Full path to the tumour BAM file.

normalseqfile

Full path to the normal BAM file.

jobname

job name, typically an unique name for a tumor-normal pair.

extra_info

(optional) a (file containing) data.frame with 3 columns 'sample' (must identical to the setting of parameter jobname), 'age' and 'gender'. For gender, should be 'XX' or 'XY', also could be 0 for 'XX' and 1 for 'XY'.

include_type

if TRUE, a fourth column named 'type' should be included in extra_info, the supported cancer type should be described with TCGA cancer type abbr..

genome_build

genome build version, should be one of 'hg38', 'hg19' and 'mm10'.

model

model name ("XGB11", "XGB32", "XGB56") or a custom model from input. 'toy' can be used for test.

tightness

a coefficient to times to TCGA somatic CN to set a more strict threshold as a circular amplicon. If the value is larger, it is more likely a fCNA assigned to noncircular instead of circular. When it is NA, we don't use TCGA somatic CN data as reference.

gap_cn

a gap copy number value. A gene with copy number above background (ploidy + gap_cn in general) would be treated as focal amplicon. Smaller, more amplicons.

overlap

the overlap percentage on gene.

only_oncogenes

if TRUE, only known oncogenes are kept for circular prediction.

ref_file

a reference genome file, should be consistent with genome_build option.

data_tmp_dir

a directory path for storing temp data for reuse in handling multiple samples.

outdir

result output path.

result_file_prefix

file name prefix (without directory path) for storing final model prediction file in CSV format.

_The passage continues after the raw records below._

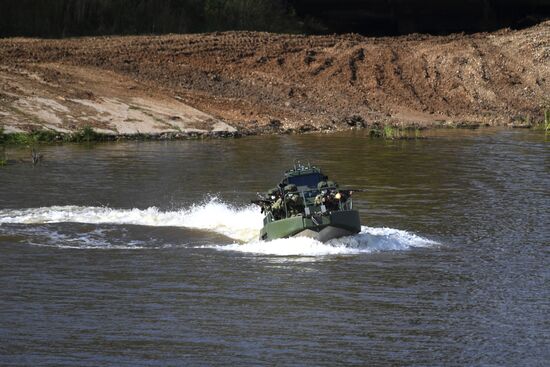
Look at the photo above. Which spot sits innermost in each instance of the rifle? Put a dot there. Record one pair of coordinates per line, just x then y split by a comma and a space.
261, 202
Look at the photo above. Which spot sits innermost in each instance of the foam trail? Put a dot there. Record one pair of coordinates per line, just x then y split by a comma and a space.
367, 241
241, 224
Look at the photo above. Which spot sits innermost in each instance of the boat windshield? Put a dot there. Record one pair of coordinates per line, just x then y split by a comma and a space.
310, 180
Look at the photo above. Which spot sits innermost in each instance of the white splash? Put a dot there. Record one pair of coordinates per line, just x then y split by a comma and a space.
240, 224
367, 241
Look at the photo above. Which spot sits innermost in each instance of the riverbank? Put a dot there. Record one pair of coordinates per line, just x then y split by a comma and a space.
245, 83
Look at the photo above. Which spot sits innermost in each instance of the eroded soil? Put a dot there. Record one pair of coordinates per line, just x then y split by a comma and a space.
261, 82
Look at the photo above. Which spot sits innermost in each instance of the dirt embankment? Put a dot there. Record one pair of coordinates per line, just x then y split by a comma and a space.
243, 82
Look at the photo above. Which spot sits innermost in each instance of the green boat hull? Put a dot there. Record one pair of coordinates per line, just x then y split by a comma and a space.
322, 227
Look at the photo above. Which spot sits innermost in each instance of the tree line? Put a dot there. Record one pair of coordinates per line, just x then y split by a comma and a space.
68, 18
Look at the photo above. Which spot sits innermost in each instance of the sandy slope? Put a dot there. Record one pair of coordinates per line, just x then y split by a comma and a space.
260, 82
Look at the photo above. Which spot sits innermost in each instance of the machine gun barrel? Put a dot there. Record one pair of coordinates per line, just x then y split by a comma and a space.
261, 202
355, 190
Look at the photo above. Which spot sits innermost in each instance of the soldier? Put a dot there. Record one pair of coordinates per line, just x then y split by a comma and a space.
277, 208
320, 198
294, 202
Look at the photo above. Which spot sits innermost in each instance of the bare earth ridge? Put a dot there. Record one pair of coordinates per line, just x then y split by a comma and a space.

Default a unique file name is generated by UUID approach.

util_exe

the path to sequenza-utils.

samtools_exe

the path to samtools_exe.

tabix_exe

the path to tabix.

nthreads

The number of parallel processes for getting allele counts (optional, default=1).

skip_finished_sequenza

if TRUE, skip finished sequenza runs.

skip_sequenza_call

if TRUE, skip calling sequenza. This is useful when you have done this step and just want to run next steps.

Value

a list of invisible data.table and corresponding files saved to local machine.